Моментально принесены были два белых фарфоровых чайника. Аверченко улыбнулся, налил в чашки.

— Пейте, друг мой, залпом, чай холодный.

Выпили одновременно. Грин крякнул и усмехнулся.

— Английская горькая?

— Она самая. Из того чайничка запейте: там портвейн, и, должно быть, недурной.

(…Любопытно. В этом доме, как раз под залом, в котором сидели, попивая крепкий «чай», наши герои, в кондитерской Вольфа и Беранже 27 января 1837 года Пушкин встретился со своим секундантом Данзасом и вместе с ним отправился на Черную речку, к месту дуэли. Что касается Грина, то в перерывах между чашками он наверняка поглядывал в окно и мог видеть напротив, за оживленным пространством Невского, известный всем петербуржцам дом Елисеевых. Но не мог знать, что где-то в недрах этого дома, переименованного новой властью в Дом Искусств, в узкой темной комнатенке он в недалеком грядущем будет перемогать голодные годы Гражданской войны и там напишет «Алые паруса», и там, спасаясь от тифозной смерти, обретет животворное счастье…)

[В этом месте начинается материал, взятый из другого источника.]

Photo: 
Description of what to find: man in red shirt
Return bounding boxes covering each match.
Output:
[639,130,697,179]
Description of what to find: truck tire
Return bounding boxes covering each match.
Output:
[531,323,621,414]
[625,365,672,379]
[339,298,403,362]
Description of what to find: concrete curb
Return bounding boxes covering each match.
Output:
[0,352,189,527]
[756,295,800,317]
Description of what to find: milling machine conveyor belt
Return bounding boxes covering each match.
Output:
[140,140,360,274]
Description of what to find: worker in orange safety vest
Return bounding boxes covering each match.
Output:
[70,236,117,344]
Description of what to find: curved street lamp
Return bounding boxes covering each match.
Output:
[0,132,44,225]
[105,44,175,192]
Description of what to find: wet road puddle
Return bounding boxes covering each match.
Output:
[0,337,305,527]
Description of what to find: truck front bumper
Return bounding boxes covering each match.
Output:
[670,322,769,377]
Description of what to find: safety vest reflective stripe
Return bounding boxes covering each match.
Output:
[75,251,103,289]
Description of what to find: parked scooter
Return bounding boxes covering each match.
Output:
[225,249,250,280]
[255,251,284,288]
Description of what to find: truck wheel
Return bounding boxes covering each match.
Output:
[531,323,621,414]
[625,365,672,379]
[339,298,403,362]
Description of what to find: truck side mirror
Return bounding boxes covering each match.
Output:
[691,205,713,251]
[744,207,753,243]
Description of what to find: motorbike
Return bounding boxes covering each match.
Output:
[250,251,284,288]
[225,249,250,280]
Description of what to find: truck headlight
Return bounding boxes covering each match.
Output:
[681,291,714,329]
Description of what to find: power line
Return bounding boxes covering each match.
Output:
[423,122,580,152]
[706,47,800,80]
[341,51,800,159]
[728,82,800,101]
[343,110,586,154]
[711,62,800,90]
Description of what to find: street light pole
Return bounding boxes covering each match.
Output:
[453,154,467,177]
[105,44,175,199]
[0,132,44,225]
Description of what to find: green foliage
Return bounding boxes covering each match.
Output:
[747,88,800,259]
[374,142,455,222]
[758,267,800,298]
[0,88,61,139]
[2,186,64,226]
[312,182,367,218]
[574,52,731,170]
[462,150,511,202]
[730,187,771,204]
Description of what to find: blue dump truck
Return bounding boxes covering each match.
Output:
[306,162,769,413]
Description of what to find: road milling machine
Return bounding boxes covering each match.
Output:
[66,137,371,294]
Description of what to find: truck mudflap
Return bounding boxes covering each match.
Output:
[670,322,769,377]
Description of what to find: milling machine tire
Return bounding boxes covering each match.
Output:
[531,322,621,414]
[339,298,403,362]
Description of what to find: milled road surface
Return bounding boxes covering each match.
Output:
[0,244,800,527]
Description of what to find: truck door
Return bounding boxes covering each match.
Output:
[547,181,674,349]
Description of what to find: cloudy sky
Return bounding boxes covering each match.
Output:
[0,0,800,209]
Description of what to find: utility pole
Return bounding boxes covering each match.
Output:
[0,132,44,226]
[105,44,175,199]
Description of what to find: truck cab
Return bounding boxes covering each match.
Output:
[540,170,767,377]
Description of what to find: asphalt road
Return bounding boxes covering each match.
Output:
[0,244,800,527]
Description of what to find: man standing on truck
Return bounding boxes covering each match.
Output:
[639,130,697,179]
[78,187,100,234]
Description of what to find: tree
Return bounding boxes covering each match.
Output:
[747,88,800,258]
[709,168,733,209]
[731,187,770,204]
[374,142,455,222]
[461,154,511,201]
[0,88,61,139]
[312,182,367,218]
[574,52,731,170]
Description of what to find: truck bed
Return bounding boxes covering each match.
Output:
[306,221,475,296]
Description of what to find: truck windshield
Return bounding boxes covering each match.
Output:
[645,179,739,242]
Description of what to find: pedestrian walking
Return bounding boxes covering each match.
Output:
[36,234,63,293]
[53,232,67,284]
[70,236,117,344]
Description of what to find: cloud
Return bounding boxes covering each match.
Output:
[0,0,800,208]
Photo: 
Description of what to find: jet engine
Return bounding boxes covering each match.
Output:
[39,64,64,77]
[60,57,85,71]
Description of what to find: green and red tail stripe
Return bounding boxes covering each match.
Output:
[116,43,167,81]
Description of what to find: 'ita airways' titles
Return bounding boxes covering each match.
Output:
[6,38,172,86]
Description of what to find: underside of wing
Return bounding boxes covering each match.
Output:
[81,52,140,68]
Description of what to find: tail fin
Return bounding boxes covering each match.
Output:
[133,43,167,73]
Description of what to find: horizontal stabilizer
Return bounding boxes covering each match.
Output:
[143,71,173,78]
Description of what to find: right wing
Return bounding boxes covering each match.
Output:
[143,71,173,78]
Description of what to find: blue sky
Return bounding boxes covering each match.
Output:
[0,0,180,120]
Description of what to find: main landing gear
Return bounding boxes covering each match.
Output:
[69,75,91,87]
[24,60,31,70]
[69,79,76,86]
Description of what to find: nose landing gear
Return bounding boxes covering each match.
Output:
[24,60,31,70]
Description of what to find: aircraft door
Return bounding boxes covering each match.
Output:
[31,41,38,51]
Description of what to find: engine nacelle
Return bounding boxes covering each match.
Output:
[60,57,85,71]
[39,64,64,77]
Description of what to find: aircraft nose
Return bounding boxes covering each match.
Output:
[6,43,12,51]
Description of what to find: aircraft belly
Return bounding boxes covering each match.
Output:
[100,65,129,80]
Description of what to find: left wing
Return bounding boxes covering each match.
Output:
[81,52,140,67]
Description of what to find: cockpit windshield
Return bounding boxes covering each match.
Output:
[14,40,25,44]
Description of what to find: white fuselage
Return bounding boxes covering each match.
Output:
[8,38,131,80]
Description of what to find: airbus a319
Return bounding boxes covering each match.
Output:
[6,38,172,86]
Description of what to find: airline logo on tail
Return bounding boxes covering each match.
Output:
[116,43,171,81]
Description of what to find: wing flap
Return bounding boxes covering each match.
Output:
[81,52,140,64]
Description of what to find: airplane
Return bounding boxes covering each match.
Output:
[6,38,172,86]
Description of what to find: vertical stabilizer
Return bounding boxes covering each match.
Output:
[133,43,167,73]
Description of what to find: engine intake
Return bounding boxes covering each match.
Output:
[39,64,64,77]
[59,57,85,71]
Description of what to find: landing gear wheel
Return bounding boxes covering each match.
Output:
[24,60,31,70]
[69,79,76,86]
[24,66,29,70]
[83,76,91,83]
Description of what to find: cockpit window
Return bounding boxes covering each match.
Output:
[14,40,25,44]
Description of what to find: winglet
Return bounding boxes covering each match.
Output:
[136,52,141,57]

Когда через два часа литераторы выходили из ресторана, Аверченко пребывал в великолепном, добродушном настроении; щеки его были розовее обычного, глаза блестели за стеклами пенсне. Возможно, по причине усилившейся близо­рукости он не разглядел господина, шедшего поспешно и тяжеловато по противоположной стороне Невского. Грин же не обратил на этого господина внимание, потому что был уже характерным образом беспокоен и мрачно-рассеян, что случалось с ним на переходе от умеренной стадии пьянства к чрезвычайной. Литераторы распрощались; Аверченко кликнул извозчика, а Грин запахнул черное пальто и двинулся решительно во мрак мартовской ночи.

III

Господин, которого не заметили приятели-сатириконовцы, был крупен, полноват, одет хорошо, но несколько небрежно. Лет ему было изрядно за пятьдесят. Его круглое, полнощекое лицо было отягощено большой седоватой растрепанной бородой. Лицо это было знакомо Грину по фотографиям; вживую он крупного господина никогда не видел, хотя их литературные подписи появлялись на полосах одних и тех же изданий: «Огонька», «Нивы», «Петроградского листка».

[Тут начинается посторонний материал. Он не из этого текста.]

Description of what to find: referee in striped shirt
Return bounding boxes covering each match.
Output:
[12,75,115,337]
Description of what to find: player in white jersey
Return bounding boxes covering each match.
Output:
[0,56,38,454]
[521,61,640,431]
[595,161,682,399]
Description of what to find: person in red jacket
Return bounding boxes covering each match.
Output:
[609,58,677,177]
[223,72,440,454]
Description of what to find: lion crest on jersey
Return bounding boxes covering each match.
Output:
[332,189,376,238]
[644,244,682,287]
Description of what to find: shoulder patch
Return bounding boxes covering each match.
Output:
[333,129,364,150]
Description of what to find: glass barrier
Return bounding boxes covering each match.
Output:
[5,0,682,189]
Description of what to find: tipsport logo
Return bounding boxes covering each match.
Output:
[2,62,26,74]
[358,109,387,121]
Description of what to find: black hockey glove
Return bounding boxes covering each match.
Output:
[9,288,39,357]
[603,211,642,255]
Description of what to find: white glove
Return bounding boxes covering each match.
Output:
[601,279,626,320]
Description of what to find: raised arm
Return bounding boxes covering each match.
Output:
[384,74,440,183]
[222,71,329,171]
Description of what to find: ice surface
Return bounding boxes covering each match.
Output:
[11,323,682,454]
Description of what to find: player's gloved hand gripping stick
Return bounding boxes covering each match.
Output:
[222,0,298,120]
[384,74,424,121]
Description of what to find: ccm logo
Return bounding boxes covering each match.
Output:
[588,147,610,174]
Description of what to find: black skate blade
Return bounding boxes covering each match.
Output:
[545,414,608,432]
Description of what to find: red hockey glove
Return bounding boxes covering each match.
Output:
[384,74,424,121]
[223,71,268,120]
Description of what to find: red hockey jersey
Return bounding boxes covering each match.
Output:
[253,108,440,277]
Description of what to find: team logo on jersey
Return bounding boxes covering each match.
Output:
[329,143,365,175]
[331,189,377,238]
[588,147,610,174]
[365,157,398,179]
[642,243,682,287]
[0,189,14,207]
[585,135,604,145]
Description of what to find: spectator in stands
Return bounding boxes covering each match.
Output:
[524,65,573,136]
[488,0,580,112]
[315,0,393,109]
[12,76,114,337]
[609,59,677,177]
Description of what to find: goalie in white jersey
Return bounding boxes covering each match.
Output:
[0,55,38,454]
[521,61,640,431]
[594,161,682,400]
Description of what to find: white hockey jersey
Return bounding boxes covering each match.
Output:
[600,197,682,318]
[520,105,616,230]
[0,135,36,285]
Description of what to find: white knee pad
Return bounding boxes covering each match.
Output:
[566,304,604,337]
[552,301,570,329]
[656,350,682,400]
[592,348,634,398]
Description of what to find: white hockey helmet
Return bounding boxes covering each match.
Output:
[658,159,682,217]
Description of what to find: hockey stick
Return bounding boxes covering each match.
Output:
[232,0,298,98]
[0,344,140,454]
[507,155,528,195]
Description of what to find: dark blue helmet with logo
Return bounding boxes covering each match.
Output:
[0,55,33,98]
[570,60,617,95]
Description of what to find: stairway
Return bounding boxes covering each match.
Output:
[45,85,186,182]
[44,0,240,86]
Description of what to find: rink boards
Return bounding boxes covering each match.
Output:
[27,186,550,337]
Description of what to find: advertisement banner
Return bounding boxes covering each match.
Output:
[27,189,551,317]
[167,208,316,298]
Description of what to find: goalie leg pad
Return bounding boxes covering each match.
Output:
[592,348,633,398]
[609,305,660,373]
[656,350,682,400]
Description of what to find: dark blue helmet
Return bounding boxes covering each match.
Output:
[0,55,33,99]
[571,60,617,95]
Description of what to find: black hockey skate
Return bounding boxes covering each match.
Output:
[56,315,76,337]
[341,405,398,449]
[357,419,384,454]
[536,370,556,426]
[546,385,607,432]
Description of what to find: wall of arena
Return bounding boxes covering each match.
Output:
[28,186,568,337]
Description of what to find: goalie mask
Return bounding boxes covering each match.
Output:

Господин, постукивая тростью, подошел к трамвайной остановке, дождался вагона, важно поднялся на площадку, вручил кондуктору гривенник и отправился по рельсовому пути на Петроградскую сторону. У речки Карповки вышел, прогулялся по туманно-освещенной набережной до ворот нового шестиэтажного дома с просторным курдонером, был впущен степенным дворником внутрь, вступил в темный подъезд, поднялся по лестнице и скрылся за дубовой дверью, на коей в неверном ночном освещении блеснула медная дощечка с надписью: «А. В. Амфитеатровъ».

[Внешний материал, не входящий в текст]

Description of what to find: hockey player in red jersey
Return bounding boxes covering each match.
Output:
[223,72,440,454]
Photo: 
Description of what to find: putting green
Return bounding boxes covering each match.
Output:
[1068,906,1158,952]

Плодовитейший литератор, автор острых политических очерков, творец многотомных романов с продолжением, любимец коммерческих издательств, Александр Валентинович Амфитеатров мог себе позволить жить со своей немаленькой семьей в просторной квартире кооперативного дома для богатых. Не прошло полугода, как он вернулся из-за границы, ибо до этого более десяти лет проживал в Италии, в прекрасных уголках Лигурийского побережья: в Кави-ди-Лаванья, в Феццан, в Леванто. Мировая война, русский патриотизм и политические расчеты сподвигли его вернуться под сень крыльев российского орла; на счастье или на беду — об этом он узнает через год-другой. С имперским орлом, однако, он успел поссориться сразу же по приезде и за публикацию фельетона-­криптограммы с зашифрованными, но всем понятными выпадами против правительства был выслан из столицы в отдаленные места Сибири.

Александр Амфитеатров, из очерка «Империя больше­виков»:

«В самый канун Февральской революции 1917 года последний царский премьер-министр, пресловутый Протопопов, отправил меня в Ачинск за газетную полемику против его безумной внутренней и бесчестно германофильской внешней политики. Слишком поздно: я успел доехать лишь до Ярославля и там вступить в борьбу с губернатором, отбарахтываясь от дальнейшего следования, как грянувшая революция уже возвратила меня в Петроград».

Об отречении императора стало известно в Ярославле 3 марта; выехать оттуда вчерашнему ссыльному стало возможно не раньше 4-5 марта, когда распространено было сообщение о политической амнистии и губернаторы заменены комиссарами Временного правительства. Итак, Амфитеатров вернулся в Петроград на несколько дней позже Грина, вероятно, числа шестого. Стрельба на улицах улеглась, и кровь на мостовых высохла; это была первая кровь великого кровавого потопа, но об этом еще никто не догадывался.

Как и все слетавшиеся в Петроград изгнанники, как и все обитатели Петрограда вообще, Амфитеатров был захвачен революционно-деятельной лихорадкой. Он мотался по редакциям, беседовал, выступал, спорил, писал… Он был нарасхват, он возвращался домой поздно, и только крепкая, потомственно поповская его природа давала возможность выдерживать эту гонку. Не молод уже: пятьдесят шестой год.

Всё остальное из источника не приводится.